Il segreto è nella pelle… dei licheni del Mojave

L’analisi chimica condotta insieme ai colleghi dell’Università del Nevada ha mostrato che la protezione offerta dal lichene è dovuta ad acidi organici simili a quelli impiegati per rendere i materiali plastici resistenti ai raggi UV. Ulteriori studi al microscopio hanno evidenziato che lo strato superiore del lichen è più scuro, proprio come una sorta di abbronzatura protettiva.

Ancora più significativo è il fatto che, quando i ricercatori hanno separato le alghe e i funghi che compongono il lichen, le alghe da sole non hanno resistito nemmeno per pochi minuti all’esposizione UVC. “Siamo giunti alla conclusione che lo strato superiore del lichene, uno strato sottile meno di un millimetro, potremmo chiamarlo pelle assicura che tutte le cellule sottostanti siano protette dalla radiazione” ha affermato Sun. “Questo strato agisce come un fotostabilizzatore e protegge le cellule anche dalle reazioni chimiche dannose indotte dalla radiazione, inclusa la formazione di ossigeno reattivo”.
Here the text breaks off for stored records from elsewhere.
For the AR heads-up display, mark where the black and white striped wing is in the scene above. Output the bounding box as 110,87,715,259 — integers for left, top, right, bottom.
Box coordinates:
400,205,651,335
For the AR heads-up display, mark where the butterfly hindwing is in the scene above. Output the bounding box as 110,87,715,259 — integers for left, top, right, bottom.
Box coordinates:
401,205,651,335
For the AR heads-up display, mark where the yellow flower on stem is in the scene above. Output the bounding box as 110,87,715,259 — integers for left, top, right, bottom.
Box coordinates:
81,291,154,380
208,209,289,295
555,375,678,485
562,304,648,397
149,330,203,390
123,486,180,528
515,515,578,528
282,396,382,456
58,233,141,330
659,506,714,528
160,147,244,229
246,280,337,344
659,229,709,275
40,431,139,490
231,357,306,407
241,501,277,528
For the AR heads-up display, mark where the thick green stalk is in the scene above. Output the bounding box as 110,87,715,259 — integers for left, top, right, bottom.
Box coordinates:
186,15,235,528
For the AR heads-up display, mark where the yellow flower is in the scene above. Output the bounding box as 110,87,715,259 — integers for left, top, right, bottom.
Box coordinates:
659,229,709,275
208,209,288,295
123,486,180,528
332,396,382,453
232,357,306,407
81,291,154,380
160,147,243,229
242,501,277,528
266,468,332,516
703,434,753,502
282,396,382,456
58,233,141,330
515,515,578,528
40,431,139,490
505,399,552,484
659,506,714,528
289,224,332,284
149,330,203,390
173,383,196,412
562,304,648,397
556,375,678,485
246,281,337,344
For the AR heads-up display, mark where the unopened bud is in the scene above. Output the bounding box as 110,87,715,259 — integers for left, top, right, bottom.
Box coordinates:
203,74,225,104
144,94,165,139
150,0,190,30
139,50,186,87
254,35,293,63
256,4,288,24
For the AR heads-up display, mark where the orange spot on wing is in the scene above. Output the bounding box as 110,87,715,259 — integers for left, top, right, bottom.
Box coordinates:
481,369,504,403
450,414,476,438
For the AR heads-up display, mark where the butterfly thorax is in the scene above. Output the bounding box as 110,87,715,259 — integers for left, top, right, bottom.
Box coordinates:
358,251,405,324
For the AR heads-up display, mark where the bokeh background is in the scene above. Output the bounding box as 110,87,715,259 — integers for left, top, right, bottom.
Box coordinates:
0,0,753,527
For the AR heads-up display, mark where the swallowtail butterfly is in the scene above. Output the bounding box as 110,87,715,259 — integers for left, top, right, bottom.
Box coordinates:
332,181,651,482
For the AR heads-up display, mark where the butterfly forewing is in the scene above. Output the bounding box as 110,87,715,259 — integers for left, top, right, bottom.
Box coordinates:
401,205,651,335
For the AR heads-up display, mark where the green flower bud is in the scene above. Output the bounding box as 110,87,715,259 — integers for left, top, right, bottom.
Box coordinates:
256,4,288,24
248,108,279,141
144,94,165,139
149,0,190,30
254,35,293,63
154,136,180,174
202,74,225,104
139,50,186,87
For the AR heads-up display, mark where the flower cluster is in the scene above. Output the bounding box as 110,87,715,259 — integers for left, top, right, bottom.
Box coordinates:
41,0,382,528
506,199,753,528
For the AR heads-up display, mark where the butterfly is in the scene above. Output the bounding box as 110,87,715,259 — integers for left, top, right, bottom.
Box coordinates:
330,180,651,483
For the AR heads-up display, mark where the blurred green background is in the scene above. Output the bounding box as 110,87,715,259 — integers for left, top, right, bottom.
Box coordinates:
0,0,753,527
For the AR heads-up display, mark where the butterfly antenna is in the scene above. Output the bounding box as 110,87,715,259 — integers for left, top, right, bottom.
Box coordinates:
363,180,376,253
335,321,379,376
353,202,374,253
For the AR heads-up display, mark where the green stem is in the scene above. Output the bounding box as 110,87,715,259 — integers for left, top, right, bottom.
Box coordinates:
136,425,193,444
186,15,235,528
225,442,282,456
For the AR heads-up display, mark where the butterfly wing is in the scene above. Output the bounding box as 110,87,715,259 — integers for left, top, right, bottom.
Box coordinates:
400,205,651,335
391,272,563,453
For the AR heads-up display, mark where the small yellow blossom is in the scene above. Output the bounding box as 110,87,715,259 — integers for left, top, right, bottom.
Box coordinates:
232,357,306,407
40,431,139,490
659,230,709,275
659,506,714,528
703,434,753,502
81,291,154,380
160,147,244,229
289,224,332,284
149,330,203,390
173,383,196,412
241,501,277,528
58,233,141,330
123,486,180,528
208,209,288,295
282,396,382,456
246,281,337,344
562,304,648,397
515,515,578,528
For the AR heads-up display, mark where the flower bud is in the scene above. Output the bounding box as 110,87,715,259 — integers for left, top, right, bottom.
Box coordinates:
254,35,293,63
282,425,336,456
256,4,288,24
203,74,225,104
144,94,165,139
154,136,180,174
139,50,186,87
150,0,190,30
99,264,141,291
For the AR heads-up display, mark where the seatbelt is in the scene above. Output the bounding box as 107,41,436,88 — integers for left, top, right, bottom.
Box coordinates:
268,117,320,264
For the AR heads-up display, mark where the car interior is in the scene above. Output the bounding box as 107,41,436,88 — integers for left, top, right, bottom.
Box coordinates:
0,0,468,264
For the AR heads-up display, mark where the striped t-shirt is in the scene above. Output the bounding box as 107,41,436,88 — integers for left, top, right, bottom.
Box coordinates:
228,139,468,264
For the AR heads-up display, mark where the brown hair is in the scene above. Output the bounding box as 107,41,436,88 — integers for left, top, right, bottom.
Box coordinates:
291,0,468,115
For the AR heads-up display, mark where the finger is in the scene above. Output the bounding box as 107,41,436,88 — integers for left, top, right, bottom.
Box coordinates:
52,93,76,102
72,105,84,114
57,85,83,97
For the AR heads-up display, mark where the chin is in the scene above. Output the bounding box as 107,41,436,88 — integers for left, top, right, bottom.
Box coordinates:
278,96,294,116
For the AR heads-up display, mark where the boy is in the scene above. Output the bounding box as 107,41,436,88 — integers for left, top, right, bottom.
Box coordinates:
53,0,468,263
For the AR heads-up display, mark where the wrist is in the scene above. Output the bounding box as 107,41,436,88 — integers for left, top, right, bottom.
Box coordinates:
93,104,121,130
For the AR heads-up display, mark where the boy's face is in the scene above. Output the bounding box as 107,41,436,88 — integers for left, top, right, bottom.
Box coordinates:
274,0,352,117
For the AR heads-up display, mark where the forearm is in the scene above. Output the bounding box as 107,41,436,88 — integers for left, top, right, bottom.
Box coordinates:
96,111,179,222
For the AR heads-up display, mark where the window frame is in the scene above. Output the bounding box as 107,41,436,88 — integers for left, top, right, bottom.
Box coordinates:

La scoperta apre possibilità entusiasmanti per l’astrobiologia. Se un organismo terrestre, come i licheni del Mojave, può sopravvivere a tali condizioni, è plausibile che su alcuni esopianeti possano esistere colonie di microrganismi simili, anch’essi dotati di accorgimenti che li rende praticamente immuni allo stress da UVC. “Questo lavoro rivela l’incredibile tenacia della vita anche nelle condizioni più estreme, un promemoria del fatto che la vita, una volta iniziata, tende a perseverare” ha dichiarato Tejinder Singh, ricercatore della NASA Goddard Space Flight Center e leader del team. “Esplorando questi limiti, ci avviciniamo sempre di più a comprendere dove la vita potrebbe essere possibile oltre questo pianeta che chiamiamo casa”. La ricerca è stata pubblicata il 12 giugno sulla rivista Astrobiology (rif.), aggiungendo un nuovo tassello alla nostra comprensione di quanto la vita sia flessibile e quanto poco basti forse solo una “crema solare naturale” per permettere a forme viventi di resistere anche nei luoghi più impensabili dell’universo.